How to Minimise Stress During the Job Hunt
The job hunt can be stressful. After stepping out of the safety net of university and into the big wide world, it can be difficult to know where to turn next.
You’ll be up against thousands of graduates with the same degree and skills as you in the job market. Standing out from the crowd isn’t always easy.
The truth is that there is no quick fix to finding the ideal graduate job or internship and remaining calm throughout the process doesn’t come naturally to everyone. However, you will find your dream job in the end, providing you stick at it and don’t give up.
Here are some top tips on keeping your stress levels down during the job hunt:
Maintain a perspective
Job hunting can be more stressful than ever within an unstable economic climate, so hang in there!
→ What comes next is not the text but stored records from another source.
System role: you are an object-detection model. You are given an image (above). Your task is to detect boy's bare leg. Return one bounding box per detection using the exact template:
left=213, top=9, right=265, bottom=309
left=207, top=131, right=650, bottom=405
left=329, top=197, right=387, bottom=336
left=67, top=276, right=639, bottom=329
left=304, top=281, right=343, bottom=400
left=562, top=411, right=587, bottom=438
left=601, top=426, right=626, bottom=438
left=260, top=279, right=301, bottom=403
While it may feel as though your world is crashing down, this situation won’t last forever.
While it can be difficult to stay optimistic during testing times, maintaining a positive outlook will allow you to face any challenges that are thrown your way. Setting short-term goals may be the way forward.
Think about the career path you wish to go down and the small steps you need to take to get there.
Manage your time well
It’s easy to get obsessed with browsing job boards but spending hours and hours each day on these sites will only stress you out more, especially if nothing new comes up.
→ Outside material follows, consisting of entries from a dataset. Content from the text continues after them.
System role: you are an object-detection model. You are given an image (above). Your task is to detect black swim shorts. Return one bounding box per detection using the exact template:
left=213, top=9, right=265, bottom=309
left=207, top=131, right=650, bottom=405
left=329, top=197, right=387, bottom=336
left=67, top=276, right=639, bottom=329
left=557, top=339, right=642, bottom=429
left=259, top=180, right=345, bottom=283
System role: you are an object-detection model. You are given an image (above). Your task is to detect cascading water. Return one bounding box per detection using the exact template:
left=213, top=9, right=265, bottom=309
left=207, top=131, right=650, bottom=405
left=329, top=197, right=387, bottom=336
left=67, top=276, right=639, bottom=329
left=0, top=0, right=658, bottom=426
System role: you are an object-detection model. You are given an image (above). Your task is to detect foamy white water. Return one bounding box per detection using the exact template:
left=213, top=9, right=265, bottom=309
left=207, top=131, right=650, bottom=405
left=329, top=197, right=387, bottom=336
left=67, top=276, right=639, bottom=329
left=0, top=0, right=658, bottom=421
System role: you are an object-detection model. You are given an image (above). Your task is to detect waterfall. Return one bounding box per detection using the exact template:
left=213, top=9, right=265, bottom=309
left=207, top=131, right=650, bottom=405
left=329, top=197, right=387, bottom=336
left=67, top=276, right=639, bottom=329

Set a daily schedule and stick to it.
During the first week of job hunting, for example, re-write your CV and cover letter. For the next few weeks, spend a couple of hours each day applying for jobs that interest you.
Make a list of the jobs you’re applying to and make a note of any contact details that may come in useful.
Ask for help
If you start to feel overwhelmed by the prospect of job hunting, don’t be afraid to reach out for help. Having someone to talk to will help you alleviate any worries and get some advice as to how to progress in your search.
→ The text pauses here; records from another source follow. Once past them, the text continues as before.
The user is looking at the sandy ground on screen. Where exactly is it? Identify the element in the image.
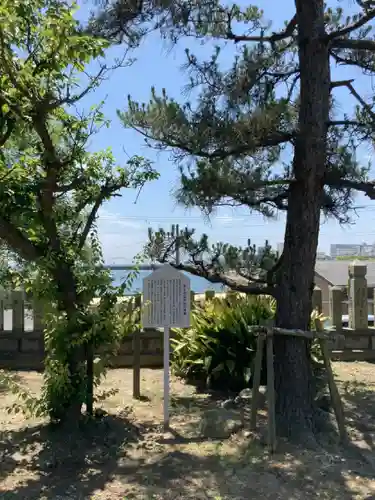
[0,363,375,500]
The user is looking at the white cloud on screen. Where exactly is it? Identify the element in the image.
[98,209,147,264]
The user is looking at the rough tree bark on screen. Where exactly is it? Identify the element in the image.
[274,0,330,438]
[52,260,85,427]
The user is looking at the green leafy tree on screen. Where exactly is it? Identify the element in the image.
[100,0,375,437]
[0,0,157,423]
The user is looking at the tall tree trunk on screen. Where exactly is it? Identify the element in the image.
[53,260,85,427]
[274,0,330,438]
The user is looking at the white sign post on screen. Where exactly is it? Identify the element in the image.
[142,264,190,429]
Your Careers team is on hand to provide support for students and recent graduates to get on the career ladder, so book an appointment to see if they can help. They also provide support for up to three years after graduation.
Take time for yourself
Although you may be unemployed, you still deserve time for yourself. Endless job hunting can lead to burnout and exhaustion – especially when you’re stressed.
Ensure you’re getting enough sleep, maintaining a healthy diet, and getting enough exercise.